Skoro tacy gracze nie dali rady to o czym czym do cholery myślał Roger Huerta kiedy przed walką z Kenny Florianem na UFC 87 podczas wywiadu z Fighters Only otwarcie skrytykował organizacje oraz to w jaki sposób opłaca swoich zawodników. Dodatkowo Roger zasugerował że nie ma nic przeciwko aby walczyć dla innej organizacji co na pewno załatwiło mu parę punków na czarnej liście Dany White’a. Jakby tego jeszcze było mało Roger przegrał swoją walkę z Florianem czym na pewno pogorszył swoją pozycję przed kolejną rundą negocjacji z UFC.
W jakim kierunku zmierzają owe negocjacje łatwo zaobserwować po sobotniej re-emisji gali UFC 87 na kanale SpikeTV. Okazało się że z gali UFC 87 jakimś dziwnym cudem zniknęła trzecia najważniejsza walka jaką było starcie Floriana z Huertą. Zamiast niej poszła walka McFredries vs. Massenzio.
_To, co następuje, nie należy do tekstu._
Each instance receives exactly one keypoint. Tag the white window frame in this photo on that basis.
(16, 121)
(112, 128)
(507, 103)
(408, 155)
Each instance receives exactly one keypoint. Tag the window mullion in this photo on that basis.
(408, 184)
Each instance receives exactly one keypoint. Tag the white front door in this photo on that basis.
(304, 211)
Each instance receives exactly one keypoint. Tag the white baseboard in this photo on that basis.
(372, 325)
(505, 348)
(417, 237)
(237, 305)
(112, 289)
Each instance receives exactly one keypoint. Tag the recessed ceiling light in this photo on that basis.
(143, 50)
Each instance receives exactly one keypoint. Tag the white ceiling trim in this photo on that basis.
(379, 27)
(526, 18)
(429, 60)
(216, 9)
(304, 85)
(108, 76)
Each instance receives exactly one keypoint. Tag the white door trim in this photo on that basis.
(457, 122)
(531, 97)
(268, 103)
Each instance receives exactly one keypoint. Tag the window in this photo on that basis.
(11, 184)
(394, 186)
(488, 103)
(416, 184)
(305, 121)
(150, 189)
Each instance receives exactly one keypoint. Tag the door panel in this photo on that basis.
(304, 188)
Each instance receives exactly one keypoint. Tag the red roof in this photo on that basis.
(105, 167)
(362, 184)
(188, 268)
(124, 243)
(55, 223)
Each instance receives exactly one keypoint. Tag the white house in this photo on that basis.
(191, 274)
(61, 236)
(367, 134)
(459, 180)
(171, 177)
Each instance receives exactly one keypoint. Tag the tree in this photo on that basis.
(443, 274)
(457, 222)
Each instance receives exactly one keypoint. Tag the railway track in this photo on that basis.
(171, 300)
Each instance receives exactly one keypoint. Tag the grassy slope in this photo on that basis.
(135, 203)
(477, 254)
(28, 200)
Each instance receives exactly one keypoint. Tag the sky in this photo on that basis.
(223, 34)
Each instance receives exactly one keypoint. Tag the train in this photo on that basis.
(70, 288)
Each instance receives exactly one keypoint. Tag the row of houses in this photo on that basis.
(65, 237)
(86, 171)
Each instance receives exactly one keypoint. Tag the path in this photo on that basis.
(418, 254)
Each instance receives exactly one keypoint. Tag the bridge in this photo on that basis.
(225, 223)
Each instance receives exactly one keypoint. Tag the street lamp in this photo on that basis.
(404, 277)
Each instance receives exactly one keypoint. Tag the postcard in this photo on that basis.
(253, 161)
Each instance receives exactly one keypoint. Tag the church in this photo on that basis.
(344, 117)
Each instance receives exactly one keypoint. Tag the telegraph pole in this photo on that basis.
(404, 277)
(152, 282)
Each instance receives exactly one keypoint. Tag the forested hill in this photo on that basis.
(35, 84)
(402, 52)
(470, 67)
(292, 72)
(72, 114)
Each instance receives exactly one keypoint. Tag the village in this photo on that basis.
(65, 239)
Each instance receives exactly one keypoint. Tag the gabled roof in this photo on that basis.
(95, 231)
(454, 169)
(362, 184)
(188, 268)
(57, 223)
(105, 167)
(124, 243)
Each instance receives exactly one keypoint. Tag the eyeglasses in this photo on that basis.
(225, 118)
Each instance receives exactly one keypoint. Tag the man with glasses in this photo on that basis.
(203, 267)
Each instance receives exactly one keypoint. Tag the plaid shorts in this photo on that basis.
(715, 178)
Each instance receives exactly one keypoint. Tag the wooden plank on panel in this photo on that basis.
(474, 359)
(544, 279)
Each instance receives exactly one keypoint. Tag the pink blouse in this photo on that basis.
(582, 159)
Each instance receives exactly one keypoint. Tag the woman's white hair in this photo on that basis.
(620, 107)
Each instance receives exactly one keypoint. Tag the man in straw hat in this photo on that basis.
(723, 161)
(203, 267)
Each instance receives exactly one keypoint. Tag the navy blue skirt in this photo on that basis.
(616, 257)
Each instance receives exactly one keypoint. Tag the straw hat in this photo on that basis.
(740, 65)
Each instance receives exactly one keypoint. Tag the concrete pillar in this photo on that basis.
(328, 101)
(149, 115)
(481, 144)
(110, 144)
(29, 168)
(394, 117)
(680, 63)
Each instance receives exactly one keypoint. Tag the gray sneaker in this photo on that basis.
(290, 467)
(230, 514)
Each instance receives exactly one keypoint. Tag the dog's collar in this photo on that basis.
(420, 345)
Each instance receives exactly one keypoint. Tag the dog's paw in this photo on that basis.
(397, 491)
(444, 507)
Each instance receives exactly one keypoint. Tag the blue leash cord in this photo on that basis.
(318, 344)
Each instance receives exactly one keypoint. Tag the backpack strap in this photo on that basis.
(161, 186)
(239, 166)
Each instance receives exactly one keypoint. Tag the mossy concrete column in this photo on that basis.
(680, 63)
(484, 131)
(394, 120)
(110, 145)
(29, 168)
Przypadek ? Gdyby to było EliteXC to byłbym w stanie uwierzyć że któryś z matołów pracujących dla tej organizacji pomylił taśmy lub uznał że Massenzio lepiej rokuje od Huerty, ale jeśli w UFC coś takiego ma miejsce to na pewno ma to jakiś cel.
Wiemy że Kenny Florian żyje bardzo dobrze z UFC. więc akcja ta na pewno wymierzona jest w Rogera. Na moje oko to facet dalej żąda kasy jaką dostaje za walkę B.J. Penn. To że jej nie dostanie jest chyba oczywiste dla wszystkich poza Rogerem. Pytanie tylko kiedy facet sobie odpuści ? Czy naprawdę chce iść w ślady Arlovskiego i przesiedzieć rok na ławce rezerwowych żeby potem dostać walkę na undercardzie z nic nieznaczącym zapasiorem ? Nie zrozumcie mnie źle, dobry fighter powino się równać dobra kasa. Ale Huerta poza zwycięstwem z gatekeeperem Guidą jeszcze nic w UFC tak naprawdę nie osiągnął. Przy obecnej prawie monopolistycznej pozycjji UFC na rynku MMA, wystawianie się na taki strzał było co najmniej nierozsądne.
Zgodze sie w stu procentach.Huerta nie ma w ogole pozycji zeby wysuwac takie żądania.Nawet gdyby ja mial,to powinien sie nauczyc na cudzych bledach,ze jesli chce sie w pojedynke prowadzic krucjate przeciwko UFC,a ma sie jeszcze zamiar kontynuowac kariere w tym sporcie,to lepiej sobie darowac.Jedyna mozliwosc to gdyby wszyscy zawodnicy UFC postanowili dzialac,np.zalozyli zwiazek zawodowy.
dobra analiza, widzę że nie którym fighterą brakuje Bismarkowskiej Real Politik:)))))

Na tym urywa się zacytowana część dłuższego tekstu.